Recent statistics on the growth of fixed-asset investment point to worsening market conditions for many Chinese firms, suggesting that one of the main props supporting GDP growth may now be weakening.
Figures from the National Bureau of Statistics indicate that completed fixed-asset investment (excluding investment in collective and individually-owned enterprises) reached Yn2,120bn in the period January- November 2001. This represents a rise of 16.3 per cent over the same period in 2000, a growth rate that was itself 4.6 percentage points higher than the previous period’s growth over January-November 1999. Investment growth rates have been rising since the beginning of 2000, following a sharp deceleration of growth in 1999.
The investment recovery in 2000 more or less coincides with the launch of the Great Western Development Programme, aimed at boosting infrastructure spending in the central and western provinces.

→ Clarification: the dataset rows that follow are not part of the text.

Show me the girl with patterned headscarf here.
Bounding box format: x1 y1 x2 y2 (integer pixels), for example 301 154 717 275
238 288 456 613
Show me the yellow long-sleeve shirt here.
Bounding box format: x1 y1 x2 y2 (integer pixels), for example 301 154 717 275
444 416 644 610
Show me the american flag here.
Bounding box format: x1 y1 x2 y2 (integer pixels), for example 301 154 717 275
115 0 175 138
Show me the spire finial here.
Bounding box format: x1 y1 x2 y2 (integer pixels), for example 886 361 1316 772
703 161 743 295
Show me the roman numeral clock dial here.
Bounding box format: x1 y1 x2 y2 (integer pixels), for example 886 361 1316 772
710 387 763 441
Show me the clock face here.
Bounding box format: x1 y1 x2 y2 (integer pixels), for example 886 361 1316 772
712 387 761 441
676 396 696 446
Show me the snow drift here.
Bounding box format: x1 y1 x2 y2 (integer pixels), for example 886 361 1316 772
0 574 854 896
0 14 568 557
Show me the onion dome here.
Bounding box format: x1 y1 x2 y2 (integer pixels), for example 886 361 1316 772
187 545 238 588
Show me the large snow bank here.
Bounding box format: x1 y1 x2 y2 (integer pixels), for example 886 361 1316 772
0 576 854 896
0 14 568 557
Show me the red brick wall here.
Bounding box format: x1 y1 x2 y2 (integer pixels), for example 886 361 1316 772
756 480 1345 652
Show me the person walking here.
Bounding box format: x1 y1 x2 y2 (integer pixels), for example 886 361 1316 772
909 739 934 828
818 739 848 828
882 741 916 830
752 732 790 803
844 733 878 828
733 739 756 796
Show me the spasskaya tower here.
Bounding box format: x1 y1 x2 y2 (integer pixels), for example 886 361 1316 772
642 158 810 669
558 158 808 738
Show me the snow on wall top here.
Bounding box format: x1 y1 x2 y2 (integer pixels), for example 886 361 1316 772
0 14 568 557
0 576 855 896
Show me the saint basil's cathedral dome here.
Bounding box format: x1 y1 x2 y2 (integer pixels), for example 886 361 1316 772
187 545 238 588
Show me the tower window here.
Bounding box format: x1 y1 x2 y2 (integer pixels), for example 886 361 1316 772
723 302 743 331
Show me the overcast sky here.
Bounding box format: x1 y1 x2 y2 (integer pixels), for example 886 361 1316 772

The most recent figures do show a slight westward bias in the pattern of investment growth, although the east continues to receive by far the largest share of investment in absolute terms.
The sectors experiencing the fastest growth have generally been those likely to benefit most from China’s WTO accession (for example, light industry and textiles were up 27 per cent) or those already demonstrating strong growth in private-sector demand (post and telecoms up 27.5 per cent; real estate development up 28.6 per cent).
However, the investment boom now appears to be slowing. Year-on-year growth for the months of September, October and November came in at 14.6 per cent, 13.0 per cent and 9.4 per cent respectively, suggesting a sharp deceleration at the end of the year. This may reflect weakness in the property sector after a couple of years of strong price appreciation: the bureau’s index of real estate market has been softening since April 2001.